Patterns of gut and respiratory microbiome development in early life in children with CF have been reported in 2 studies from a single birth cohort.19, 20 Although the number of subjects was small, the investigators observed initial diversification in gut and respiratory microbiota composition, followed by subsequent shifts in community composition related to changes in diet, namely cessation of breastfeeding and introduction of solid foods. Although children without CF were not included as a control group for comparison in these studies, this observation is consistent with normal patterns of gut microbiome maturation in early life in healthy infants.70, 71 Changes in diet also influenced respiratory microbiota composition, indicating links to nutritional intake. Decreases in specific bacterial genera, both in the gut (Parabacteroides) and in the respiratory tract (Haemophilus), preceded airway colonization with P aeruginosa. Another interesting observation was that intestinal, but not respiratory, bacterial community structure in the first 6 months of life was associated with the occurrence of CF exacerbations during that time frame. Findings from these types of studies, as well as those from interventional trials using probiotic species,72, 73 suggest that manipulations of the gut microbiome to foster a less proinflammatory environment could be an avenue to mitigate pulmonary morbidity in CF.
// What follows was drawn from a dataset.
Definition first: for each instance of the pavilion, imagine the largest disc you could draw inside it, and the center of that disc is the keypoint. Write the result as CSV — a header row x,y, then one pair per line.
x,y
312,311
Future directions in cystic fibrosis microbiome research

The new insights afforded by the studies described earlier provide a foundation for addressing several important questions pertaining to the microbiology of CF. As clinicians continue to explore the long-term dynamics of airway bacterial community structure, a focus will be on better elucidating the relationship between decreasing community diversity and advancing patient age and lung disease. An intriguing question is whether maintaining more diverse communities might have a positive impact on lung health, and, if so, whether novel treatment strategies (eg, targeted species-specific antimicrobial therapy) may enable maintenance of healthier airway communities. A more complete understanding of short-term community dynamics may identify reproducible changes in community structure and/or activity that are associated with changes in patient clinical condition. If multiomic analyses identify, for example, biomarkers of impending exacerbation, it will be of great interest to determine whether these can be monitored in real time and exploited to prevent or better manage these events. Similarly, specific patterns of community change may be identified that predict exacerbation severity and/or recovery.

Moving forward, it will be important to complement the growing understanding of bacterial ecology in CF airways with attention to the broader microbial community, including viral and fungal species. Advances in the appreciation of how microbial interactions drive the activity of polymicrobial communities are expected to provide opportunities for novel therapies. In addition, continued investigation of the relationship between disordered gut microbiota and lung disorder in CF has the potential to translate to creative management strategies and to generate mechanistic hypotheses addressing CF pathobiology.